# Demo Cross Validation

In [None]:
%matplotlib inline
import matplotlib.pyplot as plt
import pandas as pd
import cassandra
import pyspark
import re
import os
import random
from random import randint, randrange
import matplotlib.pyplot as plt
from IPython.display import display, Markdown
from pyspark.sql import SparkSession
from pyspark.ml.linalg import Vectors
from pyspark.ml.feature import VectorAssembler
from pyspark.ml.feature import StringIndexer
from pyspark.ml.clustering import KMeans
import seaborn as sns
from pyspark.ml.stat import Correlation
from pyspark.mllib.linalg.distributed import RowMatrix
from pyspark.ml.feature import PCA, Imputer
from pyspark.ml.classification import RandomForestClassifier
from pyspark.ml.evaluation import MulticlassClassificationEvaluator
from pyspark.ml.evaluation import BinaryClassificationEvaluator
from pyspark.sql.functions import col, asc
from pyspark.sql.functions import isnan
from pyspark.sql.functions import udf
from pyspark.sql import functions as F
import numpy as np
import itertools
from sklearn.metrics import confusion_matrix
from pyspark.ml.regression import LinearRegression
from pyspark.ml.evaluation import RegressionEvaluator
from pyspark.ml.linalg import Vectors
from pyspark.ml.tuning import CrossValidatorModel
from pyspark.ml.tuning import CrossValidator, ParamGridBuilder

#### Helper function to have nicer formatting of Spark DataFrames

In [None]:
#Helper for pretty formatting for Spark DataFrames
def showDF(df, limitRows =  5, truncate = True):
    if(truncate):
        pd.set_option('display.max_colwidth', 50)
    else:
        pd.set_option('display.max_colwidth', -1)
    pd.set_option('display.max_rows', limitRows)
    display(df.limit(limitRows).toPandas())
    pd.reset_option('display.max_rows')

In [None]:
def correlation_matrix(df, corr_columns, method='pearson'):
    vector_col = "corr_features"
    assembler = VectorAssembler(inputCols=corr_columns, outputCol=vector_col)
    df_vector = assembler.transform(df).select(vector_col)
    matrix = Correlation.corr(df_vector, vector_col, method)

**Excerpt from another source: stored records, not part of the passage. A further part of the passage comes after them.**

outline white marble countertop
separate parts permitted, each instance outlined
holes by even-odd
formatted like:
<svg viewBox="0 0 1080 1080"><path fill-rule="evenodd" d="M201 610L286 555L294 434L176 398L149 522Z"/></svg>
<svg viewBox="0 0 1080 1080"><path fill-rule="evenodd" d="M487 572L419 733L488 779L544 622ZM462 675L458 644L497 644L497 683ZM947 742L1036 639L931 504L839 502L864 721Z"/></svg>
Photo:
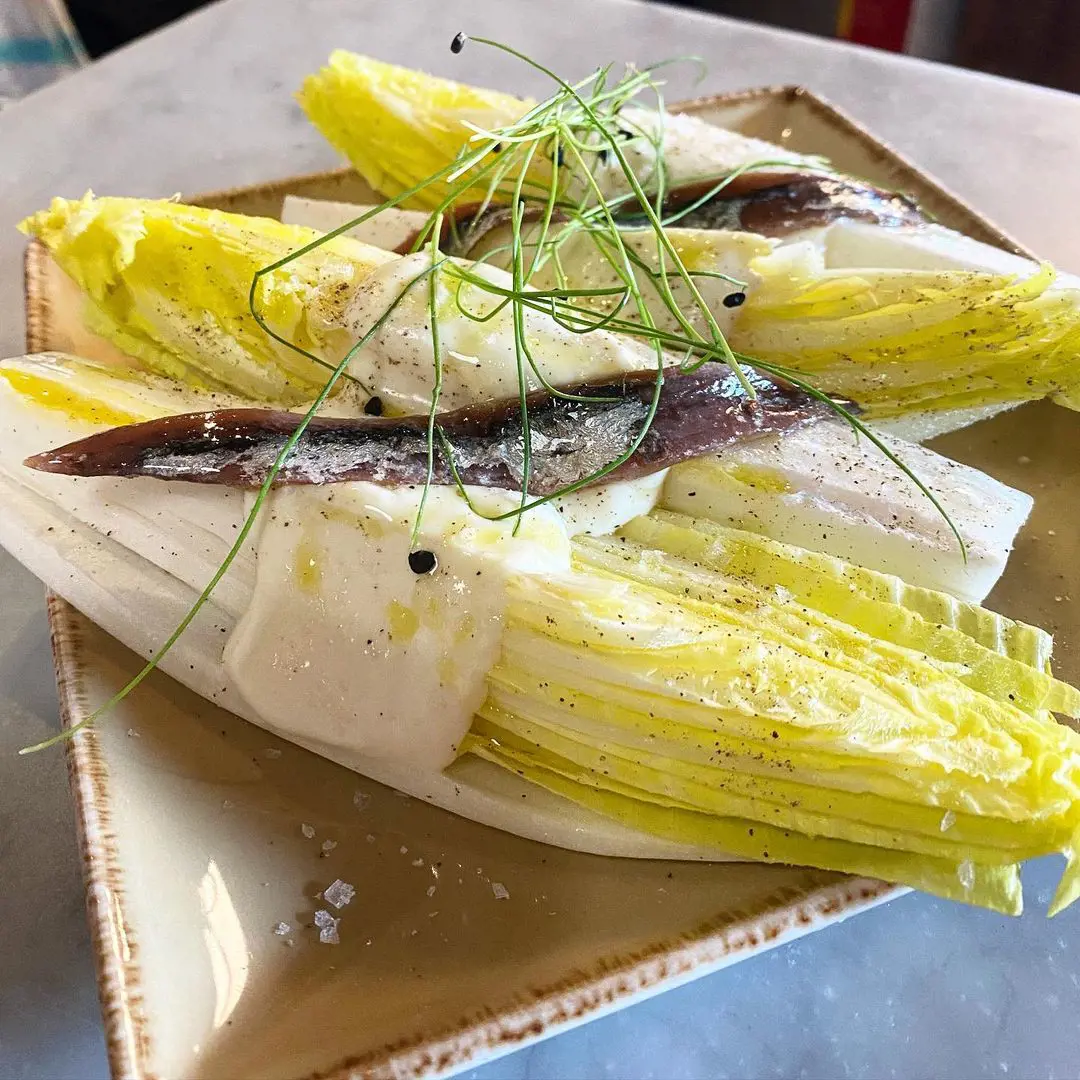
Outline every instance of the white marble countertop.
<svg viewBox="0 0 1080 1080"><path fill-rule="evenodd" d="M22 348L21 238L52 195L163 195L334 163L291 103L342 46L539 92L458 30L561 71L698 53L697 92L802 83L856 114L1021 241L1080 269L1080 98L625 0L228 0L0 114L0 352ZM669 97L685 96L684 82ZM3 509L0 508L0 513ZM0 555L0 1077L104 1077L42 589ZM911 895L470 1075L1069 1077L1080 910L1006 920Z"/></svg>

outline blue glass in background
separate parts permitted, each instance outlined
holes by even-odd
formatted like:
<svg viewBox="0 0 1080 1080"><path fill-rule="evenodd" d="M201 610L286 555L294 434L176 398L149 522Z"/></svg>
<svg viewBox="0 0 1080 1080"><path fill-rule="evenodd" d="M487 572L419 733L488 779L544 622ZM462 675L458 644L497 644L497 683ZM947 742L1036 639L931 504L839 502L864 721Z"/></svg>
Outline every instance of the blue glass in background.
<svg viewBox="0 0 1080 1080"><path fill-rule="evenodd" d="M0 108L87 61L62 0L0 4Z"/></svg>

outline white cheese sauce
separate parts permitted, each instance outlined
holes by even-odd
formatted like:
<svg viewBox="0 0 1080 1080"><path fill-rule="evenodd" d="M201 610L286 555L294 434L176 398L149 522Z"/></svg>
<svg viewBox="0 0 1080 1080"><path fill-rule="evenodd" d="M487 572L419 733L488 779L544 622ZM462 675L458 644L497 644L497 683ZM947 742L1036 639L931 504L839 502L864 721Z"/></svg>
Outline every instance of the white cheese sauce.
<svg viewBox="0 0 1080 1080"><path fill-rule="evenodd" d="M282 488L263 511L254 591L225 649L251 708L287 737L441 769L483 702L511 575L570 569L570 532L609 531L655 503L663 474L485 520L433 488ZM512 492L470 488L483 514ZM560 512L560 509L562 512ZM418 574L410 549L434 554Z"/></svg>
<svg viewBox="0 0 1080 1080"><path fill-rule="evenodd" d="M346 325L359 340L404 292L389 318L349 367L351 375L397 413L415 415L431 407L435 353L429 279L421 279L405 292L409 283L430 266L430 254L419 252L379 267L364 279L345 313ZM483 265L474 265L471 270L501 289L513 287L513 279L503 270ZM460 291L458 286L459 279L452 274L439 274L437 310L443 365L440 410L512 398L518 393L510 305L488 321L478 322L463 314L460 306L473 315L486 316L503 298L478 286L465 284ZM525 312L525 336L537 367L556 386L656 366L656 353L647 342L603 330L575 334L539 311ZM540 388L531 370L526 370L525 375L530 389Z"/></svg>

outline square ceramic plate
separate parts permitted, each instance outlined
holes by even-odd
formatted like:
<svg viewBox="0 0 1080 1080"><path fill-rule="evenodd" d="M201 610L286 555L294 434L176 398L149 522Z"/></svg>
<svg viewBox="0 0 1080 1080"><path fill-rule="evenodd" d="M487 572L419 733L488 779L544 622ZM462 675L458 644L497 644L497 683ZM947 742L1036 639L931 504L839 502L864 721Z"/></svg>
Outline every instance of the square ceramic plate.
<svg viewBox="0 0 1080 1080"><path fill-rule="evenodd" d="M853 121L796 89L695 102L724 126L823 153L902 188L942 222L1021 250ZM349 171L205 196L280 212L286 194L364 201ZM42 248L27 259L27 346L107 356ZM992 606L1060 637L1072 550L1046 541L1080 461L1063 409L1029 406L943 448L1038 495ZM1023 444L1026 457L1018 458ZM1073 472L1076 465L1068 466ZM1044 541L1036 539L1044 536ZM49 601L64 723L140 661ZM820 929L899 890L798 868L600 858L509 836L397 796L147 680L68 749L109 1057L117 1077L434 1076ZM318 893L356 888L340 944ZM497 887L499 886L499 887ZM508 895L504 895L508 894ZM288 929L275 934L274 928Z"/></svg>

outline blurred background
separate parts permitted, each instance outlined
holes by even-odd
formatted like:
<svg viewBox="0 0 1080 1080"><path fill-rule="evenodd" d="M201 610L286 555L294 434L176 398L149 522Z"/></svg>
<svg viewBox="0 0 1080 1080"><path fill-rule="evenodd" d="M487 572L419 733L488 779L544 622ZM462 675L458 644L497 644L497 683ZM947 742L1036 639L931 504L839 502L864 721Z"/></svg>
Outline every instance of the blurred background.
<svg viewBox="0 0 1080 1080"><path fill-rule="evenodd" d="M0 0L0 107L204 2ZM655 2L1080 92L1080 0Z"/></svg>

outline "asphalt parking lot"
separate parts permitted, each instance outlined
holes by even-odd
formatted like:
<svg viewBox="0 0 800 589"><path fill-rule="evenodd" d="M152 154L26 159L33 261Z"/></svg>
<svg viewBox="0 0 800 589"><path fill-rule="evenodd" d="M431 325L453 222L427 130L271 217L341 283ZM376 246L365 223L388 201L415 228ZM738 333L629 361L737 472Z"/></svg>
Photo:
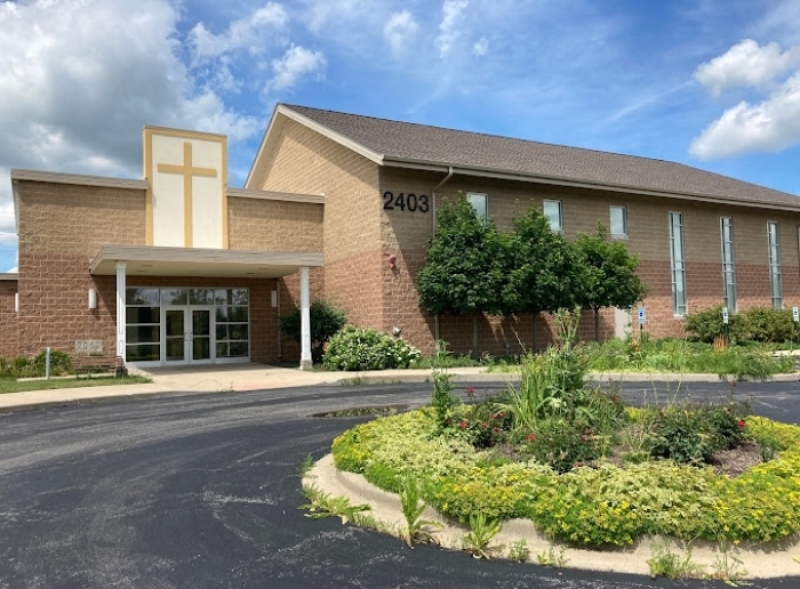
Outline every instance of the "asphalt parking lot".
<svg viewBox="0 0 800 589"><path fill-rule="evenodd" d="M469 384L459 385L459 391ZM482 395L502 385L477 383ZM312 520L298 467L358 419L312 414L425 403L430 385L172 395L0 415L0 589L722 587L548 569ZM800 423L797 383L625 385L631 402L752 397ZM800 565L798 565L800 574ZM800 587L800 577L755 581Z"/></svg>

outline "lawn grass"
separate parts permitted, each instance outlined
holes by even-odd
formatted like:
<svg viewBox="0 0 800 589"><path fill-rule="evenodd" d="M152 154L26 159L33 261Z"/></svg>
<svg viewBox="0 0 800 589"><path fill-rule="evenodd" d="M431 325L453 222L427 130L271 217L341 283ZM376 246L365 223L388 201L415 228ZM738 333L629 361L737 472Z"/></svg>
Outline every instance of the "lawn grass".
<svg viewBox="0 0 800 589"><path fill-rule="evenodd" d="M152 382L144 376L98 376L80 379L53 379L18 381L15 378L0 377L0 395L4 393L23 393L27 391L45 391L52 389L74 389L79 387L100 387L123 384L145 384Z"/></svg>

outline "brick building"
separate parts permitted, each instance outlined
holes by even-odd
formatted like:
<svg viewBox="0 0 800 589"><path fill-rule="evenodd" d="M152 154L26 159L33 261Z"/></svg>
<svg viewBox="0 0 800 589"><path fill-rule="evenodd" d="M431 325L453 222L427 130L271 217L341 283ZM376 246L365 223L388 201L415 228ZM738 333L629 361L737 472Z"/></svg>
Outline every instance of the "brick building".
<svg viewBox="0 0 800 589"><path fill-rule="evenodd" d="M530 206L568 238L609 226L639 255L655 336L712 305L800 304L800 199L681 164L287 105L242 189L222 136L146 128L143 147L142 180L12 171L19 275L0 275L0 355L294 360L277 317L303 294L425 352L475 335L480 353L530 347L531 317L474 334L418 306L437 204L460 193L501 229ZM604 337L629 322L606 310Z"/></svg>

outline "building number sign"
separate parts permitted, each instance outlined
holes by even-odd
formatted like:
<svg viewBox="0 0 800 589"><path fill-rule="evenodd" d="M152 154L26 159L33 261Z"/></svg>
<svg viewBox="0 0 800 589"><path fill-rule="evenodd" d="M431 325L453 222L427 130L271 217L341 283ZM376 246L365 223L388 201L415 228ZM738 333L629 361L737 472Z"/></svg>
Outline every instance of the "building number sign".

    result = matrix.collect()[0]["pearson({})".format(vector_col)].values
    return pd.DataFrame(result.reshape(-1, len(corr_columns)), columns=corr_columns, index=corr_columns)

In [None]:
def plot_confusion_matrix(cm, classes,
                          normalize=False,
                          title='Confusion matrix',
                          cmap=plt.cm.Blues):
    """
    This function prints and plots the confusion matrix.
    Normalization can be applied by setting `normalize=True`.
    """
    if normalize:
        cm = cm.astype('float') / cm.sum(axis=1)[:, np.newaxis]
        print("Normalized confusion matrix")
    else:
        print('Confusion matrix, without normalization')

    print(cm)

    plt.imshow(cm, interpolation='nearest', cmap=cmap)
    plt.title(title)
    plt.colorbar()
    tick_marks = np.arange(len(classes))
    plt.xticks(tick_marks, classes, rotation=45)
    plt.yticks(tick_marks, classes)

    fmt = '.2f' if normalize else 'd'
    thresh = cm.max() / 2.
    for i, j in itertools.product(range(cm.shape[0]), range(cm.shape[1])):
        plt.text(j, i, format(cm[i, j], fmt),
                 horizontalalignment="center",
                 color="white" if cm[i, j] > thresh else "black")

    plt.tight_layout()
    plt.ylabel('True label')
    plt.xlabel('Predicted label')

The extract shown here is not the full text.